Cabling is critical for this little wonder; I used the Clarity Cable Organic USB, which happens to cost double the iFi Micro iDSD USB DAC! Insane combination? Sure, but when the Organic beat out 7 or 8 others in a direct shootout on my system, it will go into whatever rig I build. Yes, it was clearly better than the Gemini and Mercury cables, but at a pretty price. I would assume that most will not be dropping this amount of coin for their USB, but rest assured the iDSD can dig out the details if you do indulge in that respect.

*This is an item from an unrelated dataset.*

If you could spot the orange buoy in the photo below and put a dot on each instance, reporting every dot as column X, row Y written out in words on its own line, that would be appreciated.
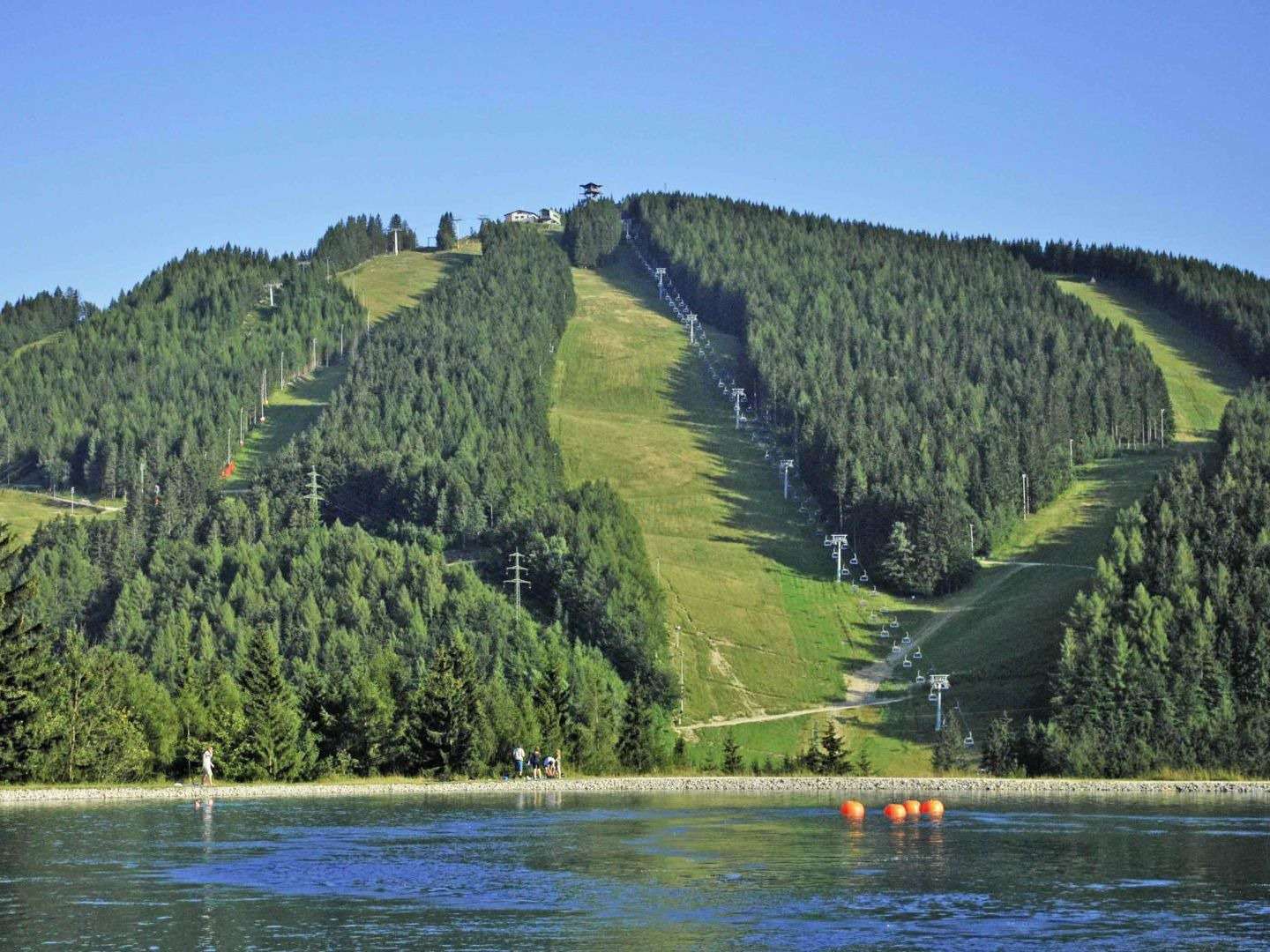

Evidence of this precision was found in the Urban Knight’s “High Heel Sneakers” packed with keyboard trills, finger snapping, guitar picking, and bass boomin’ while the piano laid down a funky tune. Trombone shorty’s disc Backatown was not so much dynamically compressed sounding as simply intense. The whack of the drum and pressurized horn were not insulting to the ear, as would be the case on a middling rig. I did not prefer to use the XBass function typically, as this seemed to not only expand, but exaggerate the LF. I would suspect that on any given bookshelf speaker system it might find usefulness.
In comparison to the Eastern Electric Minimax DSD DAC Supreme, a unit costing $1350, the iFi Micro iDSD USB DAC was more lightweight and brighter tonally. It had superior definition, however. In tube output the DAC Supreme was ultra-smooth, however it exhibited a low level hum, whereas the iDSD was completely silent throughout the testing period. Tube lovers would likely gravitate toward the Eastern Electric unit, while those who demand precision would desire the iDSD. If you must have a prodigious amount of bass, then the iFi Micro iDSD USB DAC may disappoint as it might seem too lightweight overall. However, cables greatly influenced the result, and the Clarity Cables tend to carry a touch of emphasis on the low end. If a cable with a propensity toward bass embellishment can be found, then the iDSD should do fine.
I have for several years used Joe Satriani’s “I Just Wanna Rock” as a test of the incisiveness of a component. I recall hearing this opening, repeated phrase, “What is you purpose,” sounding nearly pureed from lack of deftness of a DAC or CD Player. Not so with the iDSD; all such difficult passages are laid open nicely. If you cannot determine the lyrics of the music you are hearing, the iDSD is a most affordable way to reveal them.
It is hard to fault a $499 portable DAC which, designed to be ready for on-the-go listening by using the supplied rubber sleeves to pack a phone on its back, can hold its own in a home system. The iFi Micro iDSD USB DAC did a commendable job driving a popular upper end pair of magnetic planar headphones, and did not disgrace itself in comparison to a DAC nearly three times the price. It makes for an excellent, “action packed” (in terms of features and sound quality), budget conscious choice for either the home headphone set or even the big rig.